Ultimately a home or building constructed using SIPs – such as Premier SIPs – achieves up to 60% lower energy use to heat and cool a home, compared to other structural systems. Lower energy consumption helps reduce greenhouse gas emissions and reduces energy costs over the life of the building. Additionally, high-performance buildings generate up to 30% higher net operating income per square foot than do traditional buildings, according to the U.S. Dept. of Energy course “The Business Case for High-Performance Buildings.”

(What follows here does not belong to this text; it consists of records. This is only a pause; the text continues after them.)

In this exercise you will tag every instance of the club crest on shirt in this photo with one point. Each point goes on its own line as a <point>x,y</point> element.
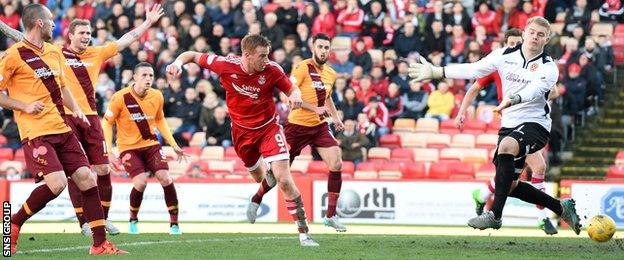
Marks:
<point>262,80</point>
<point>533,67</point>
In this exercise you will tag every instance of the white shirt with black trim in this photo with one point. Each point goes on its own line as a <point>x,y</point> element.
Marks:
<point>531,79</point>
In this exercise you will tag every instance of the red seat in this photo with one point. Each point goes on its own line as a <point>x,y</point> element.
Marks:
<point>192,150</point>
<point>6,154</point>
<point>317,167</point>
<point>402,155</point>
<point>367,166</point>
<point>440,171</point>
<point>390,141</point>
<point>414,170</point>
<point>230,153</point>
<point>474,127</point>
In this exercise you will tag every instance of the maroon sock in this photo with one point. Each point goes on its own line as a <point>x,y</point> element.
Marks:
<point>37,200</point>
<point>136,197</point>
<point>75,195</point>
<point>334,183</point>
<point>94,214</point>
<point>171,199</point>
<point>263,189</point>
<point>295,207</point>
<point>106,192</point>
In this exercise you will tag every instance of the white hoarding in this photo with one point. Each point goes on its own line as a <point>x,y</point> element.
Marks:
<point>424,203</point>
<point>196,201</point>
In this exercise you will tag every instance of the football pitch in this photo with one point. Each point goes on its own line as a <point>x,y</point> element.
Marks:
<point>223,241</point>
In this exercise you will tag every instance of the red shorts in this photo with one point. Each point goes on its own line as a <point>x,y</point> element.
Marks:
<point>144,159</point>
<point>268,142</point>
<point>53,153</point>
<point>91,138</point>
<point>299,136</point>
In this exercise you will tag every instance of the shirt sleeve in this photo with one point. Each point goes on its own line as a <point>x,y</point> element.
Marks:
<point>212,62</point>
<point>542,82</point>
<point>485,81</point>
<point>477,69</point>
<point>6,71</point>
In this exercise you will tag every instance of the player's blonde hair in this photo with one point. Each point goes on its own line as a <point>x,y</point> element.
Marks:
<point>253,41</point>
<point>541,21</point>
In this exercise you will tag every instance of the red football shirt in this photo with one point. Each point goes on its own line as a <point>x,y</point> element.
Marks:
<point>249,98</point>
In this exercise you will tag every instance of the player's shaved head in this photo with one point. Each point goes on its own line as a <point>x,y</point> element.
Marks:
<point>253,41</point>
<point>31,14</point>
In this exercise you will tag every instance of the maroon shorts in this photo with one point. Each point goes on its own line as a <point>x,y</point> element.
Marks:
<point>54,153</point>
<point>268,142</point>
<point>299,136</point>
<point>91,138</point>
<point>144,159</point>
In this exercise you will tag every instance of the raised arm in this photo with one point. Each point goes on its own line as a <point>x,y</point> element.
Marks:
<point>151,16</point>
<point>175,68</point>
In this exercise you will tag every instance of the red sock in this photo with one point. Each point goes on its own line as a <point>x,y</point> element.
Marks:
<point>75,195</point>
<point>106,192</point>
<point>94,214</point>
<point>136,197</point>
<point>171,199</point>
<point>263,189</point>
<point>37,200</point>
<point>296,210</point>
<point>334,184</point>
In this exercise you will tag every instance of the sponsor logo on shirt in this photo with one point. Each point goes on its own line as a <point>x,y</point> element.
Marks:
<point>249,91</point>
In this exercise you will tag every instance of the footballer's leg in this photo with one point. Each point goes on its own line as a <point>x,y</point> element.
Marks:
<point>333,158</point>
<point>171,200</point>
<point>537,165</point>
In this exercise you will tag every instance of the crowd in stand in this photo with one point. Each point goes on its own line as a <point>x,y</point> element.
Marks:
<point>370,92</point>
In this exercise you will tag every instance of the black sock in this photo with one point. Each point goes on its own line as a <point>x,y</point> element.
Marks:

Builders who use Premier SIPs also have a powerful way to help achieve green credentialing (LEED green building certification, Title 24 compliance, Net-Zero structures). For many of these certifications, SIPs alone help a project qualify as “certified.” For example, in LEED programs , using SIPs in a home can earn up to 46 total LEED credits, making that home “certified” with SIPs alone.
When homes qualify for environmental sustainability they also typically are eligible for numerous energy efficiency builder tax credits. The options for builder tax credits can be significant, and vary by region. Explore your tax credit options here.
Beyond tax credits, energy cost savings, Builders who have converted to SIPs framing for the building envelopes have discovered they have a major point of differentiation with their homes and buildings over competitors.
As a builder in a world of people who want to make a positive change for the environment, how do you incorporate green building into your projects?